There has been much talk in the media about the comet ISON that was (past tense!!) going to put on a spectacular display for us. AiG astronomer Dr. Danny Faulkner authored the script for the incredible Comet ISON planetarium program at the Creation Museum.
Well Dr. Faulkner has good news and bad news in regard to comet ISON.
First, the bad news—the comet won’t put on the spectacular display astronomers were hoping for—it’s all but disintegrated.
The good news? Well, Comet ISON’s recent decay gives us even more evidence confirming a young universe.

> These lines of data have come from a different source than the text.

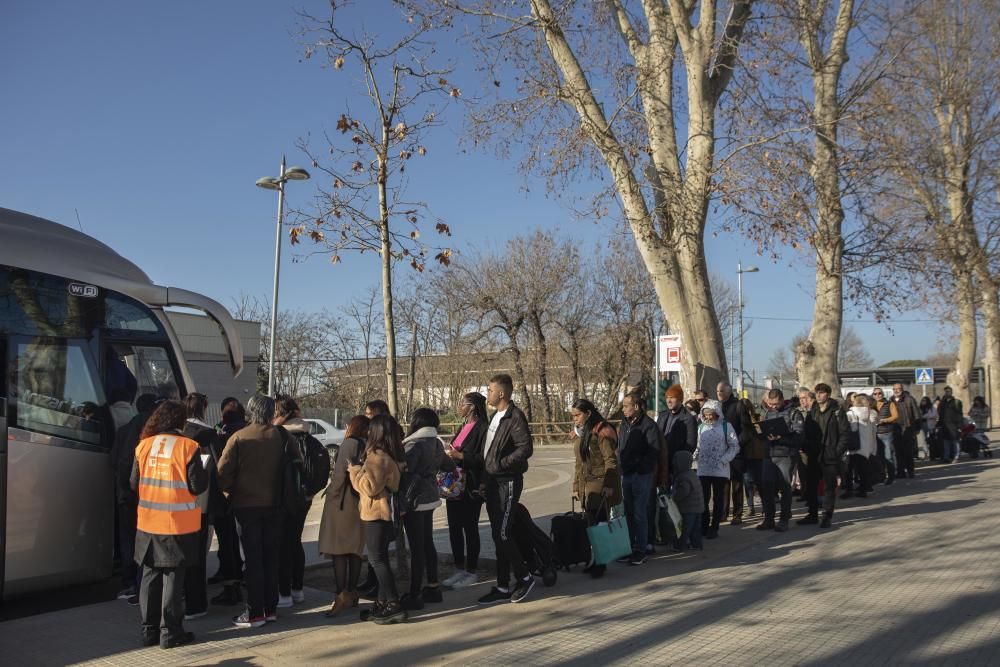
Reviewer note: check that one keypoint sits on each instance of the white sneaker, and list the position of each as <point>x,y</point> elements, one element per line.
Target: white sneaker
<point>453,579</point>
<point>466,579</point>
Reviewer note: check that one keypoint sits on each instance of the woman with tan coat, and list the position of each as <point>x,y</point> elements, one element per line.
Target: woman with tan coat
<point>597,481</point>
<point>376,480</point>
<point>341,533</point>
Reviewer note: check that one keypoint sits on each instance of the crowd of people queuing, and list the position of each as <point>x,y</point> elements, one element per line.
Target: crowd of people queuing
<point>178,478</point>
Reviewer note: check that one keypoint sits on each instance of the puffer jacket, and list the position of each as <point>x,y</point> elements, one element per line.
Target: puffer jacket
<point>599,468</point>
<point>375,481</point>
<point>687,488</point>
<point>718,445</point>
<point>424,458</point>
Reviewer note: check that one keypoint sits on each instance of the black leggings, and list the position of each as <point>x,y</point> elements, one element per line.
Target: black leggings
<point>378,534</point>
<point>346,571</point>
<point>292,559</point>
<point>423,555</point>
<point>463,529</point>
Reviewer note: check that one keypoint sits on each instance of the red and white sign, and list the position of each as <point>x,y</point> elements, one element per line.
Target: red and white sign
<point>669,348</point>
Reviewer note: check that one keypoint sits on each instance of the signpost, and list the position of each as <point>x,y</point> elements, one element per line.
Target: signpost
<point>923,377</point>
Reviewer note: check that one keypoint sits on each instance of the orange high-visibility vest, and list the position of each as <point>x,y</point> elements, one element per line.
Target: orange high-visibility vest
<point>166,507</point>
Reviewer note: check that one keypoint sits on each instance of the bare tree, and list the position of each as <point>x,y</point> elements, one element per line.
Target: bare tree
<point>364,208</point>
<point>605,95</point>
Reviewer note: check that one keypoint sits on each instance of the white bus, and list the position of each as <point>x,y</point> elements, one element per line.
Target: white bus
<point>82,334</point>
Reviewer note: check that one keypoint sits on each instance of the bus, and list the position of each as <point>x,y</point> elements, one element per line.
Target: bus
<point>83,333</point>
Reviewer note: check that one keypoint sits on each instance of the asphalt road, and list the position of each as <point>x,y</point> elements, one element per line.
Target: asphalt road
<point>547,492</point>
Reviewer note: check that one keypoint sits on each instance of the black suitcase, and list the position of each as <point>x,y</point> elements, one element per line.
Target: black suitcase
<point>569,535</point>
<point>535,546</point>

Dr. Faulkner wrote the following blog on ISON to keep you up to date—and to once again challenge those who believe in a billions of years old universe:
Comet ISON WAS Here! (Finis)I urge you to follow Dr. Faulkner on his blog at: blogs.answersingenesis.org/blogs/danny-faulkner
Wow, that didn’t last long! I had hoped to continue with a number of installments about Comet ISON after its close pass by the sun November 28. As you probably have heard, Comet ISON didn’t survive. Actually, a small fragment did survive, but that fragment was so fried that it isn’t putting out much gas or dust anymore. The comet is far too faint to be seen with the naked eye, so, for all practical purposes, it’s gone.
Since July here at the Creation Museum we’ve had a planetarium show, “Fires in the Sky,” about comets in general and Comet ISON in particular. In that show we anticipated what Comet ISON might look like this month. We had planned to revise the show after this month anyway to reflect what the comet indeed had done, and to continue running that show for some time. Now we’ll just have to revise the show more than we had expected.
Still, the catastrophic loss of Comet ISON underscores the major point of the planetarium show—that comets indicate that the solar system is far younger than most scientists think. Comets are very fragile. Many astronomers thought that Comet ISON was making its first pass by the sun, yet it couldn’t survive even one trip. If the solar system is billions of years old, there ought not to be any comets left, so most astronomers think that the nuclei of comets are held in a sort of cold storage far from the sun, either in the Oort cloud or Kuiper belt. Then occasionally gravitational tugs pull comets in toward the inner solar system. However, there is no evidence that the Oort cloud exists, and the evidence for the Kuiper belt is problematic. On the other hand, if the solar system is only thousands of years old, then there is no problem with comets still being here, despite the rapid rate at which we’re losing them.